Given the importance of finance to economic growth, it is natural to ask how important FDI has become in the financial sector in emerging market countries, what benefits and costs have been associated with it, and what changes in policy toward foreign financial firms would be in the economic interests of developing countries in the years ahead. Another important issue facing these countries is how to avoid being left behind by the coming wave of e-finance that some say will revolutionize financial sectors in advanced countries and potentially increase their comparative advantage in developing country markets.

These questions were posed at the third annual conference on emerging markets finance conducted by the World Bank, the International Monetary Fund, and the Brookings Institution in April 2001 and attended by 170 financial experts and policymakers from around the world. The papers presented at the conference are to be published in Open Doors: Foreign Participation in Financial Systems in Developing Countries, which also summarizes two discussion panels—one composed of representatives of various large foreign financial institutions with operations in emerging markets and the other of experts in e-finance.

The papers confirm the rising presence of foreign firms in financial sectors in key parts of the developing world, although Asia and Africa still lag far behind other emerging markets in this respect. In a number of countries, the foreign presence has increased from less than 10 percent to 50 percent or more within the past decade. The papers also document the important benefits that foreign firms bring: added investment, cutting-edge technologies and managerial practices (especially risk management), and more financial stability (because they tend to be more diversified than local firms). At the same time, the globalization of finance raises new policy issues that must be addressed—most prominently, the coordination of regulation and supervision across national borders.

On balance, however, foreign financial institutions provide net benefits to the countries in which they invest. For this reason alone, it is in the interest of countries that now restrict foreign entry in some form to drop those limitations, either unilaterally or through multilateral negotiations. The issue of how best to sequence that liberalization, however, is crucial. What regulatory practices need to be put in place? Should domestic financial institutions be made solvent first? This has been a problem in particular in many former centrally planned economies, where state-owned banks held a large portfolio of nonperforming loans. Although the conference did not settle the sequencing issues, several of the papers generated animated discussion. Many participants believed that waiting until the problems of domestic institutions were settled before opening up was a recipe for endless delay.

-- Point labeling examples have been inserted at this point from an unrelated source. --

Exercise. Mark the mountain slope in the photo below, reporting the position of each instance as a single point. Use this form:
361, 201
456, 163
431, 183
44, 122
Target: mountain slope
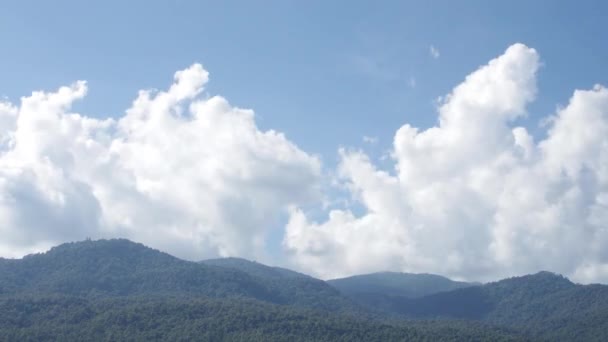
543, 305
396, 284
301, 289
175, 319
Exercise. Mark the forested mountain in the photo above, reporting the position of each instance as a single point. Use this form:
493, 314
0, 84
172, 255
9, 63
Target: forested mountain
541, 305
124, 268
396, 284
117, 290
205, 319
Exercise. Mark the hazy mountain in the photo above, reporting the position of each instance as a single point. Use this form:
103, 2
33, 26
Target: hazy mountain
124, 268
299, 288
117, 289
542, 305
396, 284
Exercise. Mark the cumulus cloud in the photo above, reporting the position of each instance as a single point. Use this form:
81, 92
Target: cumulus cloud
475, 197
188, 174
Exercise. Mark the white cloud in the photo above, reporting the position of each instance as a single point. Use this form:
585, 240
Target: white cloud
193, 176
370, 140
475, 197
412, 82
434, 52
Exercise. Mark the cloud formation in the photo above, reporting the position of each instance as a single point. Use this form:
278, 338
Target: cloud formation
475, 197
188, 174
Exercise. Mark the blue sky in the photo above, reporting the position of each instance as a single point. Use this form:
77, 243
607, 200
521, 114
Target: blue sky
324, 73
513, 174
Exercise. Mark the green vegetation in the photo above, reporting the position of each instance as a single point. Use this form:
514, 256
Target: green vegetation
120, 290
396, 284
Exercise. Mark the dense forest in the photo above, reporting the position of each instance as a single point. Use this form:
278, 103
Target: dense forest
120, 290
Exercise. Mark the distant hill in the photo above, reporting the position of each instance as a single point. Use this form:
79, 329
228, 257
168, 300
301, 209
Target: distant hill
543, 305
297, 288
205, 319
255, 268
121, 290
409, 285
124, 268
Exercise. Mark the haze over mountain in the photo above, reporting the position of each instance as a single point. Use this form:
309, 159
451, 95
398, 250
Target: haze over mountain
123, 289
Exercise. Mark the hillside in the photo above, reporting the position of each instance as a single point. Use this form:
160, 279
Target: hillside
117, 289
124, 268
203, 319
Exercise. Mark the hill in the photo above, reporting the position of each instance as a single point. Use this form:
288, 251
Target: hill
124, 268
409, 285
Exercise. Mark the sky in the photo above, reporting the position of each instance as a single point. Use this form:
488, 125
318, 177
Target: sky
468, 140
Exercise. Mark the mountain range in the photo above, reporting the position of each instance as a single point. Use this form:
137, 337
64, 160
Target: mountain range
118, 289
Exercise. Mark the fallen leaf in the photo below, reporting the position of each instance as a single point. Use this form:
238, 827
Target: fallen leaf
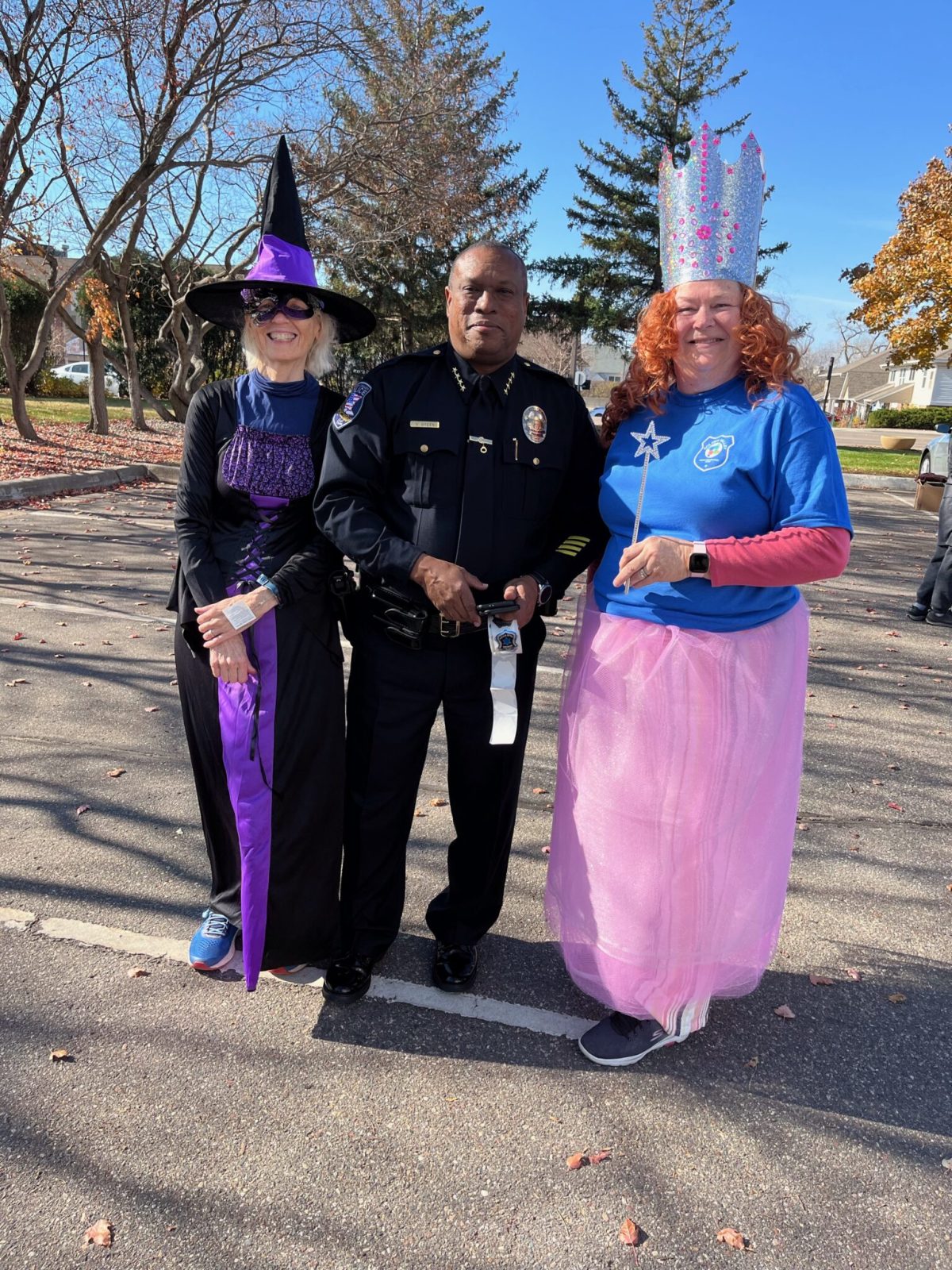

In conclusion, developments in emerging financial markets are creating tremendous opportunities for domestic and foreign firms and posing challenges for regulators. Most of the papers presented at the conference recommend relaxing restrictions and attracting foreign competitors in the financial field to increase efficiency and encourage growth. At the same time, entry of foreign firms and the development of new technologies (such as e-finance) may increase the level of financial sector risk and make best-practice financial supervision all the more important.

Open Doors: Foreign Participation in Financial Systems in Developing Countries, edited by Robert E. Litan, Paul Masson, and Michael Pomerleano, will be published by the Brookings Institution Press, Washington, in October 2001, paper; price: $29.95/£21.95.